Aux termes de ses conclusions du 2 avril 2025 soutenues oralement à l’audience du 5 mai 2025 à laquelle l’affaire a été retenue, le [14] demande au tribunal de :
— déclarer recevable sa demande, en tant que subrogé dans les droits du salarié ;
— dit que la maladie professionnelle dont est atteint le salarié est la conséquence de la faute inexcusable de l’employeur, représenté par Me [J] [W], ès qualités de mandataire judiciaire ad litem ;
— fixer à son maximum la majoration de la rente servie au salarié, et dire que la [9] devra verser cette majoration au salarié ;
— accorder le bénéfice de l’indemnité forfaitaire prévue à l’article L. 452-3, alinéa 1er, du code de la sécurité sociale, et dire que cette indemnité sera versée par la [9] au salarié ;
— dire qu’en cas de décès de la victime imputable à sa maladie professionnelle due à l’amiante, le principe de la majoration de rente restera acquis pour le calcul de la rente du conjoint survivant ;
— fixer l’indemnisation des préjudices personnels du salarié comme suit :
* souffrances morales : 45.000 euros,
* souffrances physiques : 15.300 euros,
* préjudice d’agrément : 15.300 euros,
* préjudice esthétique : 2.000 euros,
* TOTAL : 77.600 euros ;
— dire que la [9] devra lui verser cette somme, en tant que créancier subrogé, en application de l’article L. 452-3, alinéa 3, du code de la sécurité sociale ;
— dire n’y avoir lieu à exécution provisoire du jugement, en application de l’article R. 142-10-6 du code de la sécurité sociale.
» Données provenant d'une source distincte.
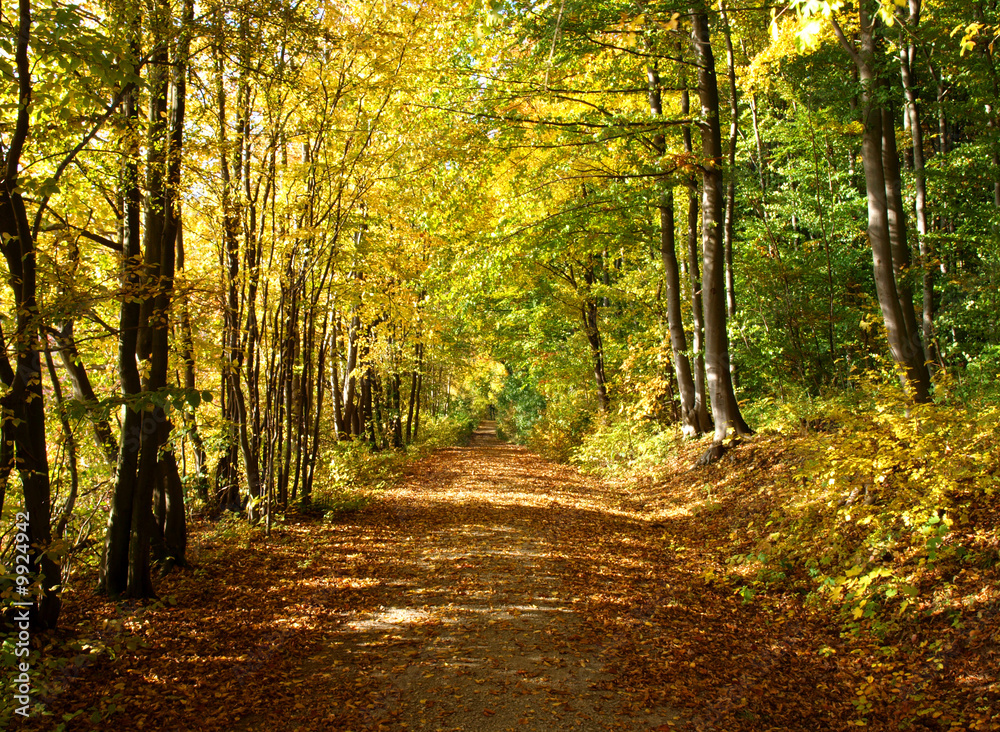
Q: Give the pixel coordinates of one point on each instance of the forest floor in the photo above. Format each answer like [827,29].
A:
[489,590]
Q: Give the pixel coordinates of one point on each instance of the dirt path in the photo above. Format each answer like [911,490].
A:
[476,626]
[491,590]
Le [14] souligne avoir qualité à agir, en ce qu’il est subrogé dans les droits du salarié conformément aux dispositions légales applicables en la matière.
Le [14] ajoute que son action est recevable, considérant que celle-ci n’est entachée d’aucune cause de prescription.
Le [14] s’estime en outre recevable à agir à l’encontre de la société [16], représentée par Me [J] [W] ès-qualité de mandataire judiciaire ad litem, considérant que malgré les cessions successives des établissements à compter de 1976, la chaîne de responsabilité n’est pas établie selon plusieurs décisions de la cour d’appel d’Angers et du tribunal des affaires de sécurité sociale du Mans, de sorte que la responsabilité exclusive de la société [16], représentée par son mandataire judiciaire ad litem, doit être retenue.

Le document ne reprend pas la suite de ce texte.